In a day or two she found herself driven to explain a second surprising fact, a growing hostility towards Mrs. Falconer. It was not a dislike that could be reasoned with and suppressed, but a good, vigorous, temperamental hatred as natural and as self-assertive as hunger, thirst, or passion. It seemed to Eve abominable that she should be developing such an attitude towards this woman, who had shown her nothing but kindness, but this irresponsible antipathy of hers seemed to have leapt up out of some elemental underworld where intellect counted as nothing.

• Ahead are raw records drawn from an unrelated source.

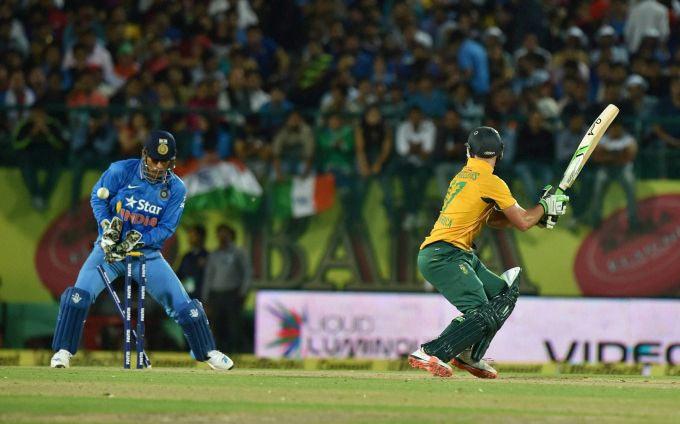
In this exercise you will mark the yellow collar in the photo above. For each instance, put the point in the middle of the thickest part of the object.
(480, 165)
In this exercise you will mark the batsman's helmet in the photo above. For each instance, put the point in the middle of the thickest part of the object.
(161, 145)
(485, 142)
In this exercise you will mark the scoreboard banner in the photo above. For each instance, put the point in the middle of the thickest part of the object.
(295, 324)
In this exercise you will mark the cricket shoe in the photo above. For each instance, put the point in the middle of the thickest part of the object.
(219, 361)
(419, 359)
(479, 368)
(61, 359)
(439, 368)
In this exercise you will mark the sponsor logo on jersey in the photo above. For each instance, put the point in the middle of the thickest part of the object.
(138, 218)
(142, 205)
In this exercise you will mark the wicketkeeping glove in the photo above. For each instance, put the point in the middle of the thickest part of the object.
(111, 233)
(548, 221)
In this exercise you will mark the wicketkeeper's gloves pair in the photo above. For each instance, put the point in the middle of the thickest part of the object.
(113, 249)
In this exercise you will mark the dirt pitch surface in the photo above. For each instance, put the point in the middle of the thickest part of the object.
(96, 395)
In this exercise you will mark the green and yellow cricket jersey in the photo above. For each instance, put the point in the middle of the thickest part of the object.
(471, 196)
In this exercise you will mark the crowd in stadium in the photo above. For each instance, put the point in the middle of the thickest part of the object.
(359, 88)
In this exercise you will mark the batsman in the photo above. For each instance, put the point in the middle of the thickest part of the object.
(137, 204)
(447, 259)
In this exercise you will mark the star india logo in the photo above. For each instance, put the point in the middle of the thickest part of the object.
(290, 326)
(130, 202)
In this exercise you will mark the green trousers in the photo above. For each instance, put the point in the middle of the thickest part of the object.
(459, 275)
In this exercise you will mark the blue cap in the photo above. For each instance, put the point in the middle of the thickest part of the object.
(161, 145)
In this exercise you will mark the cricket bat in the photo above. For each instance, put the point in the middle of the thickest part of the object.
(584, 150)
(588, 145)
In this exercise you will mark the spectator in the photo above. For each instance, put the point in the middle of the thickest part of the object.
(374, 144)
(192, 266)
(133, 135)
(253, 148)
(273, 113)
(645, 15)
(126, 65)
(566, 142)
(415, 142)
(18, 98)
(472, 60)
(614, 158)
(500, 62)
(293, 148)
(270, 57)
(667, 130)
(637, 100)
(96, 54)
(225, 286)
(40, 146)
(469, 110)
(535, 155)
(92, 147)
(13, 36)
(395, 108)
(429, 99)
(449, 153)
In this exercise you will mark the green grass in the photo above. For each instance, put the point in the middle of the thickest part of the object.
(91, 394)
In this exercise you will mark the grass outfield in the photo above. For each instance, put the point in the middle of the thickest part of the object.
(92, 394)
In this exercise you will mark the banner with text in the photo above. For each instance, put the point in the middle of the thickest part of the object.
(375, 325)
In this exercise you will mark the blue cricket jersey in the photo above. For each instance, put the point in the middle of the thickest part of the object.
(152, 209)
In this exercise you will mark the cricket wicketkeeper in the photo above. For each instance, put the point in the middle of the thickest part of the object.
(137, 204)
(448, 261)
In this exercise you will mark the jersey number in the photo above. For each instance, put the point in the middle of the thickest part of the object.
(454, 188)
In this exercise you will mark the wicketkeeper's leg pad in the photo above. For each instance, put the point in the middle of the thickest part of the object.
(73, 308)
(471, 328)
(194, 323)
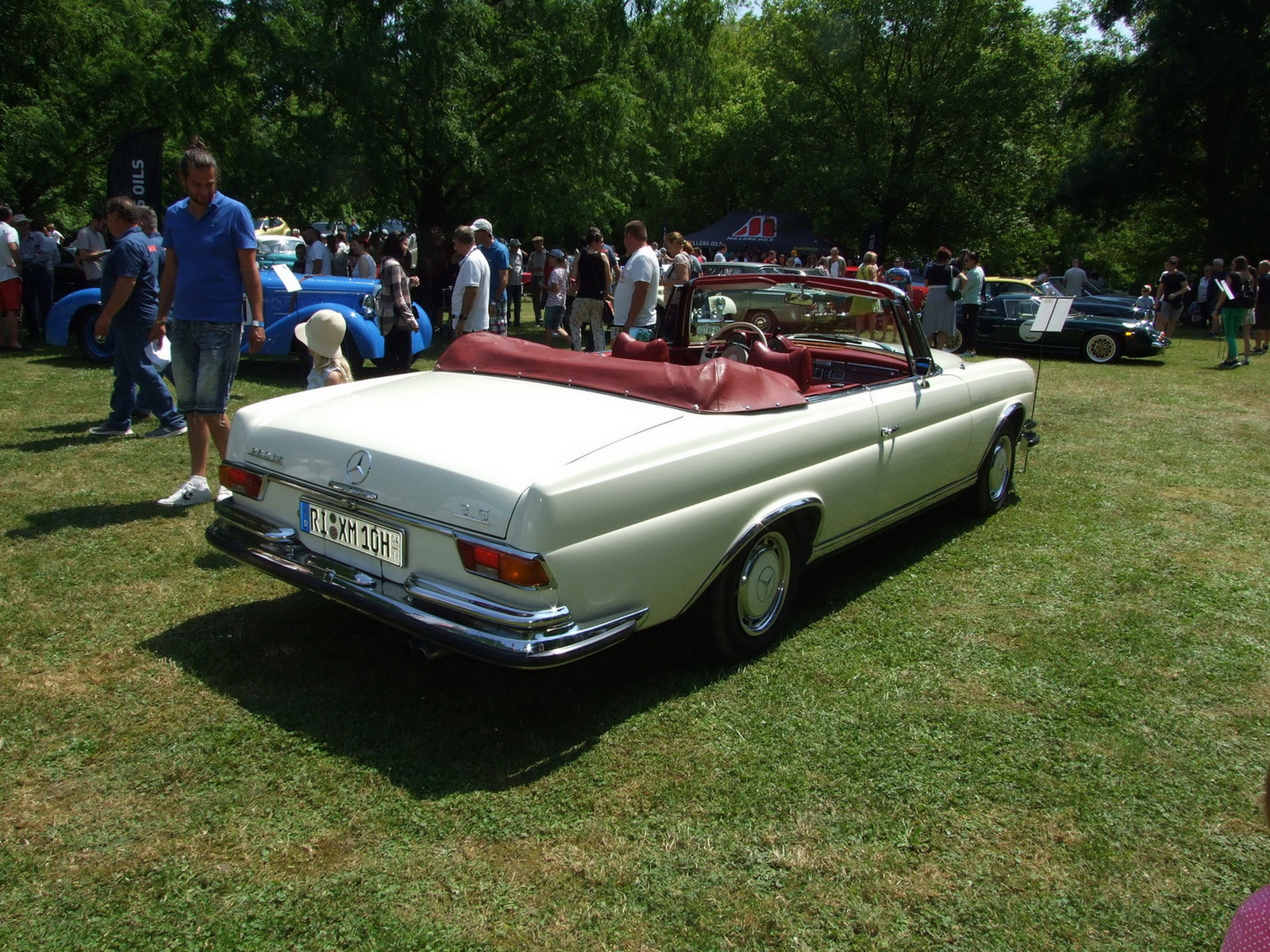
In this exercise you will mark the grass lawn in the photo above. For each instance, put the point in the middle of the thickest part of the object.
(1041, 731)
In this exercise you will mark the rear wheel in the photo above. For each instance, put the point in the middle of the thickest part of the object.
(746, 606)
(992, 488)
(86, 336)
(1102, 348)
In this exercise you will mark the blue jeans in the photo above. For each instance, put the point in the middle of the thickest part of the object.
(514, 301)
(203, 362)
(133, 372)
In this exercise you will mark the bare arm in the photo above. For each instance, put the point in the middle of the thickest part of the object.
(469, 302)
(167, 291)
(254, 298)
(638, 296)
(118, 298)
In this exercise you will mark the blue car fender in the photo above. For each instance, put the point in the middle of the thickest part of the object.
(60, 321)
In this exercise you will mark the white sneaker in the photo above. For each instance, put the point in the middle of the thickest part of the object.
(190, 494)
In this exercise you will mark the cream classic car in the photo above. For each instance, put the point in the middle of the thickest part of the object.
(529, 507)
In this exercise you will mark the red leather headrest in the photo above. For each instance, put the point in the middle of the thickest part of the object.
(797, 365)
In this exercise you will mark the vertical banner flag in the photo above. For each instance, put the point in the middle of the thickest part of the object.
(133, 171)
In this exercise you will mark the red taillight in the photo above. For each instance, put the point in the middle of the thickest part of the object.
(506, 566)
(239, 480)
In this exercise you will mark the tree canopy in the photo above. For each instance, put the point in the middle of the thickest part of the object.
(958, 122)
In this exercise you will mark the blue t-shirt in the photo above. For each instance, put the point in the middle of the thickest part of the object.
(209, 281)
(498, 260)
(133, 257)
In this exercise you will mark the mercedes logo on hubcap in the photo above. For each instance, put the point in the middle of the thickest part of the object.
(359, 466)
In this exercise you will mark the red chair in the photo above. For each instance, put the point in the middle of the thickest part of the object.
(795, 365)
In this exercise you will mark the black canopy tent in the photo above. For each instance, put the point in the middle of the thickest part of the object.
(760, 232)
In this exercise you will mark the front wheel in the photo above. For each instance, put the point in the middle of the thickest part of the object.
(995, 476)
(1102, 348)
(747, 603)
(86, 336)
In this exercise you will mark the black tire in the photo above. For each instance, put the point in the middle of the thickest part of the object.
(996, 475)
(86, 325)
(746, 606)
(1102, 348)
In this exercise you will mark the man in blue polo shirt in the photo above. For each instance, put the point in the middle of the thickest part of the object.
(211, 263)
(130, 291)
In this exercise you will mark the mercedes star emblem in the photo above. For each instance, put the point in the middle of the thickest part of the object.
(359, 466)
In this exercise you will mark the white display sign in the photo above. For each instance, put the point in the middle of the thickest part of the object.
(1052, 314)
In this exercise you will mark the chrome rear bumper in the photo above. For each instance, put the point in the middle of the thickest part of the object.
(438, 616)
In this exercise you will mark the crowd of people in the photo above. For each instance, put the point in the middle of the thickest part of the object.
(203, 267)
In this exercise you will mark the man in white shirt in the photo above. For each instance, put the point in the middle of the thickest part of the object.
(90, 249)
(10, 278)
(318, 262)
(469, 302)
(635, 298)
(40, 255)
(1073, 279)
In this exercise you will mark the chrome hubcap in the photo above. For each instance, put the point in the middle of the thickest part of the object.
(764, 584)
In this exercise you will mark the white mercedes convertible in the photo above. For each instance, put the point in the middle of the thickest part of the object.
(529, 507)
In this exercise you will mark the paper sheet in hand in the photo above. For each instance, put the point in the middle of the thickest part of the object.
(289, 278)
(1052, 314)
(160, 355)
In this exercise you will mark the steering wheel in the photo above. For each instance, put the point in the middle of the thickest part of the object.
(730, 349)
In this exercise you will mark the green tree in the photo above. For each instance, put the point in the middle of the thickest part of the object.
(937, 122)
(1191, 159)
(82, 74)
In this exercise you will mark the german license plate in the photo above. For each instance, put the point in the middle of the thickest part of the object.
(352, 532)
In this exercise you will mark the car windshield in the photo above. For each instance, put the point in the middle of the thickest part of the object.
(800, 313)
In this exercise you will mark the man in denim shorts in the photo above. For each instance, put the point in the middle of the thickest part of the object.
(211, 263)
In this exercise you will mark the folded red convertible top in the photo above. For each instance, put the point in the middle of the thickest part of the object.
(717, 386)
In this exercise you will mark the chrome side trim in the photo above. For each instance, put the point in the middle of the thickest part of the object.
(751, 533)
(895, 516)
(437, 616)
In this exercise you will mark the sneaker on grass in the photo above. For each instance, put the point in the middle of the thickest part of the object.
(112, 429)
(192, 493)
(165, 429)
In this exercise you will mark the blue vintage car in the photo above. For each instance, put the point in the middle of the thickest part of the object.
(74, 317)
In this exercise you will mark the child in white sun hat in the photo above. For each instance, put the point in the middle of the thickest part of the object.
(323, 334)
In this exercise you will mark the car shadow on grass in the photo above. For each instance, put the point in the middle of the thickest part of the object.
(90, 517)
(457, 725)
(432, 727)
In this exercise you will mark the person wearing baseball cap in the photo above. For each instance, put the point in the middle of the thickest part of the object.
(497, 257)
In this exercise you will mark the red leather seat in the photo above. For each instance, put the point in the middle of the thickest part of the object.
(797, 365)
(630, 349)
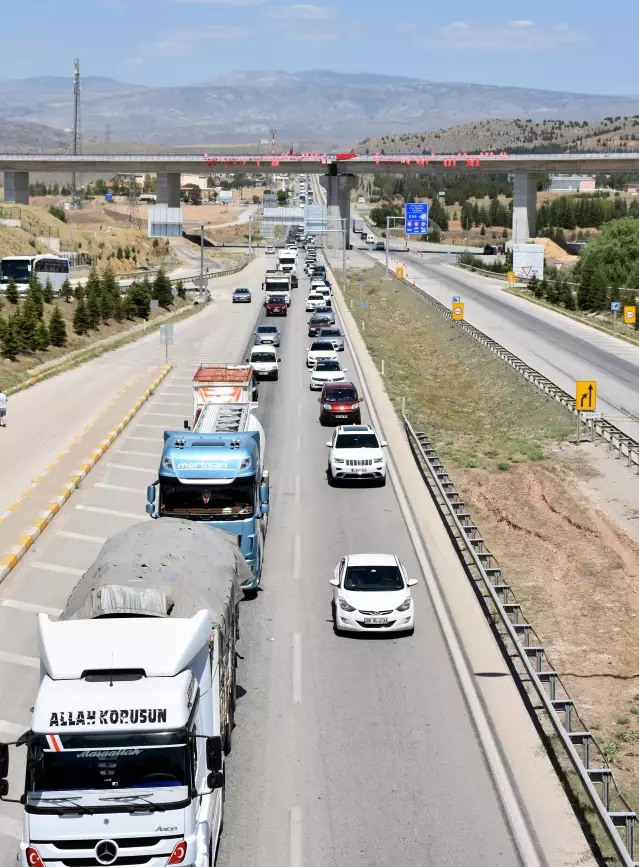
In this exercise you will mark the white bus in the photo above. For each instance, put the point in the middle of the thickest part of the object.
(44, 267)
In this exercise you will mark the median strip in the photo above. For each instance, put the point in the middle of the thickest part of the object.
(13, 557)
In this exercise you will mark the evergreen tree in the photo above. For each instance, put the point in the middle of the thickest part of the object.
(41, 337)
(57, 328)
(80, 318)
(47, 292)
(66, 292)
(12, 292)
(11, 344)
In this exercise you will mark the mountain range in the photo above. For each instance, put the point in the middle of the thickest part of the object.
(329, 108)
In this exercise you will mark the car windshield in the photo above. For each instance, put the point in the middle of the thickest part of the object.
(356, 441)
(110, 761)
(373, 578)
(262, 356)
(340, 395)
(208, 502)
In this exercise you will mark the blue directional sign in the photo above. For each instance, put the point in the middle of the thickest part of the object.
(416, 218)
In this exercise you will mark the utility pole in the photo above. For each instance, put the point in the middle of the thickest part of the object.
(76, 200)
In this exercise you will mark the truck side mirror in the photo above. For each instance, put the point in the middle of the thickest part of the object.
(214, 754)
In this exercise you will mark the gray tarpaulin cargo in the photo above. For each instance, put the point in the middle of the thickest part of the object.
(162, 568)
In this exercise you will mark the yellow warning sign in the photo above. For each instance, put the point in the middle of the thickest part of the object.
(586, 397)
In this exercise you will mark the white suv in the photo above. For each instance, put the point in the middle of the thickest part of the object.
(356, 453)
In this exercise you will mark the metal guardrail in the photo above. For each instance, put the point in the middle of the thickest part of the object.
(530, 660)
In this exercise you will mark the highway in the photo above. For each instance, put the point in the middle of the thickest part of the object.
(558, 347)
(347, 751)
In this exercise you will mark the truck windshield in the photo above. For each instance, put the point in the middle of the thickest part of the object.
(208, 502)
(110, 761)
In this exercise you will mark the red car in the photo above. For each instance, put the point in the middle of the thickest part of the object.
(340, 404)
(276, 306)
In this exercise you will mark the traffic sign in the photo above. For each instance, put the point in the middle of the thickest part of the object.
(416, 218)
(586, 397)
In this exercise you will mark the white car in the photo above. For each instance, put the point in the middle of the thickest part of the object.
(327, 371)
(265, 362)
(372, 592)
(356, 453)
(314, 300)
(320, 350)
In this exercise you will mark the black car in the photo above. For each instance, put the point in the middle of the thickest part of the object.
(242, 296)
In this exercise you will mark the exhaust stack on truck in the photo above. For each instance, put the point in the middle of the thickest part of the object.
(134, 711)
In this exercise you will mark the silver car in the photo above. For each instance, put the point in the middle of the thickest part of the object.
(267, 334)
(334, 335)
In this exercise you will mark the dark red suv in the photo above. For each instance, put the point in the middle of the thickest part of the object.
(340, 404)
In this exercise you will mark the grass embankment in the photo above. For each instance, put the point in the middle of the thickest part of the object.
(575, 572)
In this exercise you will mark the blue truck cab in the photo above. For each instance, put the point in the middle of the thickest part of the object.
(217, 478)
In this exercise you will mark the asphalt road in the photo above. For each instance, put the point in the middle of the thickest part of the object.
(558, 347)
(347, 751)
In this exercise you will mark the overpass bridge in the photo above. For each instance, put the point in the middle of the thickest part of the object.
(340, 171)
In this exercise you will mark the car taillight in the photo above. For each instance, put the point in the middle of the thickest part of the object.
(33, 857)
(179, 853)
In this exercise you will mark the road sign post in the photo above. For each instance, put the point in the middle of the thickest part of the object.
(585, 401)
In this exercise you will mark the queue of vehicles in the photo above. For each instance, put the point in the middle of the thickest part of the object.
(134, 714)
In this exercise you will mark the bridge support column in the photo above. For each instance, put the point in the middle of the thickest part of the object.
(16, 187)
(524, 207)
(338, 199)
(168, 189)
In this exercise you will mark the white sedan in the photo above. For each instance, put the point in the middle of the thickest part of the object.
(326, 371)
(314, 300)
(372, 592)
(320, 350)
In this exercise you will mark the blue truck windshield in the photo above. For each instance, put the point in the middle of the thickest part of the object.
(208, 502)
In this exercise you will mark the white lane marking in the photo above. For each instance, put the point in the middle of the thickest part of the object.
(12, 729)
(297, 668)
(122, 488)
(81, 537)
(19, 659)
(55, 567)
(508, 796)
(128, 468)
(134, 515)
(10, 827)
(297, 556)
(30, 606)
(138, 454)
(296, 837)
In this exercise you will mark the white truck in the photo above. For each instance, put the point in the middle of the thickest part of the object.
(277, 283)
(125, 756)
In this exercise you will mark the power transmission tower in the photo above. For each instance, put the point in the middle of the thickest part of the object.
(76, 196)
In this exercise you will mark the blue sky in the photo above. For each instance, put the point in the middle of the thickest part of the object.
(568, 45)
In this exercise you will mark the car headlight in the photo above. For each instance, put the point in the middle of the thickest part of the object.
(405, 604)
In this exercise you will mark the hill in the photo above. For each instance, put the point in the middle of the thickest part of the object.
(330, 107)
(611, 133)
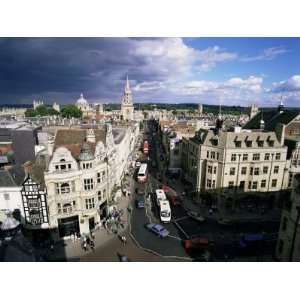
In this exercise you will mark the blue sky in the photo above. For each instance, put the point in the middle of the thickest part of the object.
(235, 71)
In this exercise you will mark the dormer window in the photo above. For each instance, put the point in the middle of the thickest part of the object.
(260, 143)
(249, 144)
(238, 144)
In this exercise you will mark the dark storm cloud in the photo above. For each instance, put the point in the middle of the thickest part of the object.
(62, 68)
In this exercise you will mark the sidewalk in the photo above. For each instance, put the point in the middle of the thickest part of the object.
(70, 250)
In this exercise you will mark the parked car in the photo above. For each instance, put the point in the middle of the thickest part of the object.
(158, 229)
(196, 216)
(140, 191)
(174, 200)
(140, 203)
(196, 243)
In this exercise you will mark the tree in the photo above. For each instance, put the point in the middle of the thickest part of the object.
(71, 111)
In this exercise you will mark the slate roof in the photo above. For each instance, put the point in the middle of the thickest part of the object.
(72, 139)
(271, 118)
(227, 139)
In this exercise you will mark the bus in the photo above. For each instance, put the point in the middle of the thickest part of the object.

Mrs. Falconer came up daily to talk to her as to a fellow fanatic, and her temperament roused in Eve an instinctive sense of resistance. She found herself accusing her hostess to herself of intolerance and vindictiveness. It was like listening to a hell-fire sermon preached against the male sex, a denunciation that was subtilised with all the cleverness of a mind that had played with all the scientific theories of the day. Mrs. Falconer was a vitalist. She hated the mechanical school with fine consistency, and clasped hands with Bergson and Hans Driesch. Yet she disagreed with some of her fellow mystics in believing that women possessed more of the “élan vital” than man. Therefore, woman was the dominant force of the future, and it behoved her to assert her power.

Eve found herself on tip-toe to contradict Mrs. Falconer, just as one is tempted to jump up and contradict the dogmatist who talks down at us from the pulpit. She tried to argue one or two things out, but soon realised that this woman was far too clever for her, far too well armed. Mrs. Falconer had masked batteries everywhere. She had reserves of knowledge that Eve had no chance of meeting. And yet, though she could not meet her arguments, Eve had an intense conviction that Mrs. Falconer’s ideals were hopelessly wrong. There was la revanche behind it all. Her head could not confute the theorist, but her heart did. Human nature would not be cajoled.

She had an idea that Mrs. Falconer was a very busy woman. The house seemed full of voices, and of the sound of coming and going, but Eve did not discover how busy her hostess was till Dr. Alice Keck let her go downstairs. There were two big rooms on the second floor fitted up like offices, with a dozen women at work in them. Letters were being written, directories consulted, lists of names made out, statistics compiled, money received and disbursed. People came and went, brought and received information. There was no laughter. Everyone was in grim earnest.

Eve saw Mrs. Falconer’s personality translated into action. This rich woman’s house was a nerve centre of the new movement, and Mrs. Falconer’s presence suggested one of those subtle ferments that are supposed to stimulate the complex processes of life. She did nothing herself. She was a presence. People came to her when they needed the flick of her advice. She co-ordinated everything.